Ces quelques exemples montrent la centralité de la question du dialogue interculturel dans les recherches et publications de notre Université, mais elles n’en constituent pas un inventaire exhaustif. Je leur ajouterai volontiers deux autres indices :

Dans cette même perspective, notre Université est fière d’avoir inauguré une piste nouvelle dans le cursus universitaire libanais qui consiste en une formation citoyenne menée en partenariat avec les associations de la société civile. Une formation citoyenne où les problématiques politiques sont ramenées à leur statut pragmatique loin du cachet religieux ou confessionnel que les libanais sont habitués à apposer à toutes les questions de la polis. Ce projet pilote est une expérience très prometteuse.
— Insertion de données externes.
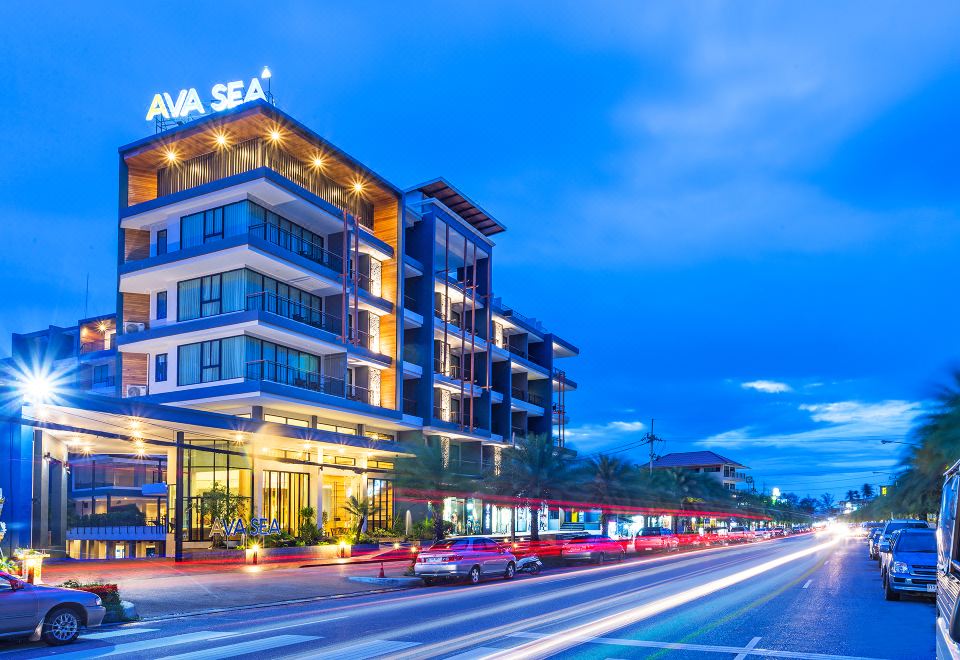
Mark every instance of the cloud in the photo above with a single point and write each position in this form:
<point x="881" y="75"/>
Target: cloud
<point x="600" y="436"/>
<point x="845" y="426"/>
<point x="768" y="386"/>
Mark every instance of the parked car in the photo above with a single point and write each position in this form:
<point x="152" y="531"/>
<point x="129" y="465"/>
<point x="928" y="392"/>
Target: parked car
<point x="692" y="540"/>
<point x="653" y="539"/>
<point x="59" y="613"/>
<point x="470" y="557"/>
<point x="872" y="541"/>
<point x="894" y="525"/>
<point x="597" y="548"/>
<point x="909" y="563"/>
<point x="948" y="577"/>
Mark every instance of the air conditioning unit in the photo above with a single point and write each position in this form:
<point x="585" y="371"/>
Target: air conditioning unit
<point x="136" y="390"/>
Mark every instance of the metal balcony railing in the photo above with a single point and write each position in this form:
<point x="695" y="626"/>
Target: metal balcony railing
<point x="266" y="301"/>
<point x="255" y="153"/>
<point x="309" y="380"/>
<point x="298" y="245"/>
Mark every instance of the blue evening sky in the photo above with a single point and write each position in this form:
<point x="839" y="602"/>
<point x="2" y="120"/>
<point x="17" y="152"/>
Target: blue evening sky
<point x="745" y="214"/>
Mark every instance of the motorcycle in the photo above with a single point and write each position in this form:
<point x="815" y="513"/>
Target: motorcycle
<point x="530" y="564"/>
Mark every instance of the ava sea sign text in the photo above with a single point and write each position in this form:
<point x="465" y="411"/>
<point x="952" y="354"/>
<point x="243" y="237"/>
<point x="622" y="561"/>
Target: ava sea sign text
<point x="225" y="96"/>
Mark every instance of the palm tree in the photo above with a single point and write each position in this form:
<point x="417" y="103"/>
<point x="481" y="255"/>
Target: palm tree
<point x="541" y="470"/>
<point x="605" y="481"/>
<point x="360" y="510"/>
<point x="425" y="475"/>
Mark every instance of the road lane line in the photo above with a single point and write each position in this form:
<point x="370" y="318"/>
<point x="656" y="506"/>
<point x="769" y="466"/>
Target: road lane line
<point x="361" y="651"/>
<point x="240" y="648"/>
<point x="122" y="632"/>
<point x="750" y="646"/>
<point x="561" y="641"/>
<point x="145" y="645"/>
<point x="703" y="648"/>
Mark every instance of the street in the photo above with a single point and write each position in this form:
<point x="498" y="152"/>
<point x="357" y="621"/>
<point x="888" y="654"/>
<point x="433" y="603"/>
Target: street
<point x="801" y="597"/>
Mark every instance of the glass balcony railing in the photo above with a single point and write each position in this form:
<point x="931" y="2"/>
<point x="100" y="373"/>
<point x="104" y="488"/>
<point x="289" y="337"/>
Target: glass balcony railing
<point x="308" y="380"/>
<point x="255" y="153"/>
<point x="270" y="302"/>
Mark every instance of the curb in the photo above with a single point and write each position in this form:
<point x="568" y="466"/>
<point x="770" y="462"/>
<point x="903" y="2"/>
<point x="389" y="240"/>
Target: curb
<point x="255" y="606"/>
<point x="393" y="582"/>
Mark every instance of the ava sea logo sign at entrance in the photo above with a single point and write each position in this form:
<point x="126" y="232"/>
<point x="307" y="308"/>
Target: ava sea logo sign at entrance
<point x="237" y="527"/>
<point x="225" y="96"/>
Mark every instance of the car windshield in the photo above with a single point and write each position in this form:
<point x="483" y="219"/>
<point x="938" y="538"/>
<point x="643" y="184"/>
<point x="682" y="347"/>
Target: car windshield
<point x="450" y="544"/>
<point x="892" y="527"/>
<point x="917" y="542"/>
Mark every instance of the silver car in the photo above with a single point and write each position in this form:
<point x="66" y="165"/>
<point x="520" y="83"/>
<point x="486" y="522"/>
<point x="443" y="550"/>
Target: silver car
<point x="59" y="614"/>
<point x="470" y="557"/>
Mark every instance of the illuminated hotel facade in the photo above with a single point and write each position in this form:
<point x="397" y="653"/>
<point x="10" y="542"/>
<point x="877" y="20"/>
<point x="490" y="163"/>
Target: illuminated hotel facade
<point x="286" y="321"/>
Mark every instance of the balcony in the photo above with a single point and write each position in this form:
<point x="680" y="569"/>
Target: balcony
<point x="283" y="374"/>
<point x="253" y="154"/>
<point x="300" y="246"/>
<point x="264" y="301"/>
<point x="529" y="397"/>
<point x="94" y="346"/>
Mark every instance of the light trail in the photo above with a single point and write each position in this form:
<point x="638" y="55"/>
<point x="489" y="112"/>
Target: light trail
<point x="558" y="642"/>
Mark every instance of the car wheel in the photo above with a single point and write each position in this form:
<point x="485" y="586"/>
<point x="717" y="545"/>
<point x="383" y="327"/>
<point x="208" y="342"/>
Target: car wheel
<point x="888" y="591"/>
<point x="61" y="626"/>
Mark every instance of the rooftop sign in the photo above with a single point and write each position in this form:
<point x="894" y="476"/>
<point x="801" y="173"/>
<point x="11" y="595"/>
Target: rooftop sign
<point x="187" y="102"/>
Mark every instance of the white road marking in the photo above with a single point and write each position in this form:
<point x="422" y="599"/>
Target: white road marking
<point x="121" y="632"/>
<point x="361" y="651"/>
<point x="240" y="648"/>
<point x="704" y="648"/>
<point x="475" y="654"/>
<point x="750" y="646"/>
<point x="145" y="645"/>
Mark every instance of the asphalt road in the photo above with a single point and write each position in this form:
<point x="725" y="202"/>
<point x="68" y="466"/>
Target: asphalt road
<point x="803" y="597"/>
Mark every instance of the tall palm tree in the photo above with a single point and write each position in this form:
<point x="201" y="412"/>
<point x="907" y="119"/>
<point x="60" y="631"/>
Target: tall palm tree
<point x="541" y="470"/>
<point x="605" y="481"/>
<point x="426" y="476"/>
<point x="360" y="510"/>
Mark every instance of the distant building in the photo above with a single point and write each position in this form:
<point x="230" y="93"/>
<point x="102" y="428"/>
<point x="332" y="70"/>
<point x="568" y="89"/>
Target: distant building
<point x="723" y="469"/>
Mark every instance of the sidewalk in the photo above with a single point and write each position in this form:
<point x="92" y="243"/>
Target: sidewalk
<point x="160" y="587"/>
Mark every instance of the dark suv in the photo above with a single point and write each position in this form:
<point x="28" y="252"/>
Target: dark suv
<point x="911" y="564"/>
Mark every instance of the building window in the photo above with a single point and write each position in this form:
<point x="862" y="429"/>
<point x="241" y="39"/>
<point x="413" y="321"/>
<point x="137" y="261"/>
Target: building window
<point x="160" y="368"/>
<point x="101" y="375"/>
<point x="208" y="361"/>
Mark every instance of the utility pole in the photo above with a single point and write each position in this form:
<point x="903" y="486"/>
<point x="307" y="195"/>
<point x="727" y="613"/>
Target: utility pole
<point x="650" y="438"/>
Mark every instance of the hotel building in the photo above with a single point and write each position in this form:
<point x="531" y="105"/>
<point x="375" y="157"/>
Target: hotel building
<point x="286" y="321"/>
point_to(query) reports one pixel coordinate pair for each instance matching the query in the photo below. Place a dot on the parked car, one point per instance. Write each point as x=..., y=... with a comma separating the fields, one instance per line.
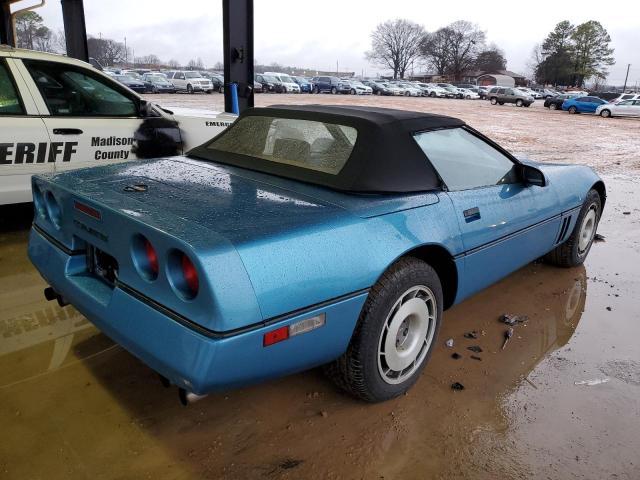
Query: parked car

Les animateurs des ateliers de formation citoyenne rapportent des expériences touchantes de préjugés déconstruits, de ponts édifiés entre des étudiants jadis claustrés dans leurs blockhaus confessionnels respectifs.

Conclusion

Les universités ne peuvent pas ignorer la rage identitaire qui secoue notre monde et en vertu de laquelle ce qui aurait pu être une véritable révolution communicationnelle est devenu une cacophonie babélienne. A nous d’organiser les forces et volontés aptes à résister à l’infernalisation des rapports humains sous le signe de cultures figées, éternelles et en perpetuel conflit pour permettre la reconnaissance de l’unicité de chacun sans toutefois renoncer à l’ambition légitime voire necessaire de labourer en profondeur le terroir commun de notre humanité commune.

A nous de créer au sein de nos campus un anti-modèle capable de prouver que l’identité n’est pas nécessairement meurtrière, que le dialogue culturel n’est pas nécessairement une forme amadouée du colonialisme culturel, et que le pluralisme n’est pas nécessairement une trève en l’attente d’une guerre de purification.